Academy: Dylan not coming to Stockholm to pick up his Nobel

Bob Dylan in 1965
Bob Dylan smiles during a meeting with the British press, April 28, 1965.
Harry Thompson | Evening Standard | Hulton Archive | Getty Images 1965

Bob Dylan won't be coming to Stockholm to pick up his 2016 Nobel Prize for literature at the Dec. 10 prize ceremony, the Swedish Academy said Wednesday.

The Academy says Dylan told them that "he wishes he could receive the prize personally, but other commitments make it unfortunately impossible."

The 75-year-old American singer-songwriter was awarded the prize on Oct. 13 "for having created new poetic expressions within the great American song tradition."

The literature prize and five other Nobel Prizes will be officially conferred upon winners in Stockholm next month on the anniversary of award founder Alfred Nobel's death in 1896.
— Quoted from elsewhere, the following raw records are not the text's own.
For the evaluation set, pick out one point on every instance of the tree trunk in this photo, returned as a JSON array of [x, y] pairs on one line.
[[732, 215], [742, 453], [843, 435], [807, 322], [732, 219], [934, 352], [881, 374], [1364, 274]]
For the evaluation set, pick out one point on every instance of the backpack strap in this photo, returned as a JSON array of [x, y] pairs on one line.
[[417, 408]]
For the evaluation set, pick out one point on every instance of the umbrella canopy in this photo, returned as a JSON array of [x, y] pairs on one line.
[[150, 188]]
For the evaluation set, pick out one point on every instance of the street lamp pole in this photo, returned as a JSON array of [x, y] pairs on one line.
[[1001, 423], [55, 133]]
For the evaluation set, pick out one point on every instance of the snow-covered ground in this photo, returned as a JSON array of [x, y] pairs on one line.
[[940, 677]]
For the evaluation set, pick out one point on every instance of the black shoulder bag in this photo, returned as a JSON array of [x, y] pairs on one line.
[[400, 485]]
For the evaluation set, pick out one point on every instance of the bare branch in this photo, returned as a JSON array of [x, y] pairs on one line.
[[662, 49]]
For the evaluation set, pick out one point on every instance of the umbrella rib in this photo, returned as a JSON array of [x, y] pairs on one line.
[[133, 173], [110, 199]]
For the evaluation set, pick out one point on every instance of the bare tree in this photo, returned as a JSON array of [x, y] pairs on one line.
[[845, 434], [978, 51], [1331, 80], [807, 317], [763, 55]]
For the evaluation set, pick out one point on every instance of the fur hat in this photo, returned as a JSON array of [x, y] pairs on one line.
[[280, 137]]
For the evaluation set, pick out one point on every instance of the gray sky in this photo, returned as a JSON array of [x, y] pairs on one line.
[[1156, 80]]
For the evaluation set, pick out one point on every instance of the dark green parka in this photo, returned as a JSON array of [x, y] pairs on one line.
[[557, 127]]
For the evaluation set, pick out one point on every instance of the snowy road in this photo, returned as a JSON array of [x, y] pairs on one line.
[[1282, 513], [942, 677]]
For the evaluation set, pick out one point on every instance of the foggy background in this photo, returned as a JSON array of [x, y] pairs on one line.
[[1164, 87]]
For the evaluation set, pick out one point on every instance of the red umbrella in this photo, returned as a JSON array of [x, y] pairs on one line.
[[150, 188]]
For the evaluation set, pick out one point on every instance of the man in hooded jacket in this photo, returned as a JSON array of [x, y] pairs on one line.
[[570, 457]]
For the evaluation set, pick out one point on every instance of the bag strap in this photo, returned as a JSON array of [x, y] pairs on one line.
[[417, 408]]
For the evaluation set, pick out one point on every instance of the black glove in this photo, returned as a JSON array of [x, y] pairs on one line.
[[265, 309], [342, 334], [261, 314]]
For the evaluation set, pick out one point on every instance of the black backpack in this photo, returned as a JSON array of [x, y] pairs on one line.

The Academy said it "respects Bon Dylan's decision," adding it was not traveling to the Swedish capital to personally pick up the prestigious award was "unusual, but not exceptional."

Literature laureates have skipped the ceremony before. In 2004, Austrian playwright and novelist Elfriede Jelinek stayed home, citing a social phobia.

"The award is still theirs, as it now belongs to Bob Dylan," the Academy said. "We are looking forward to Bob Dylan's Nobel lecture, which he must hold, according to the requirements, within six months" from Dec. 10.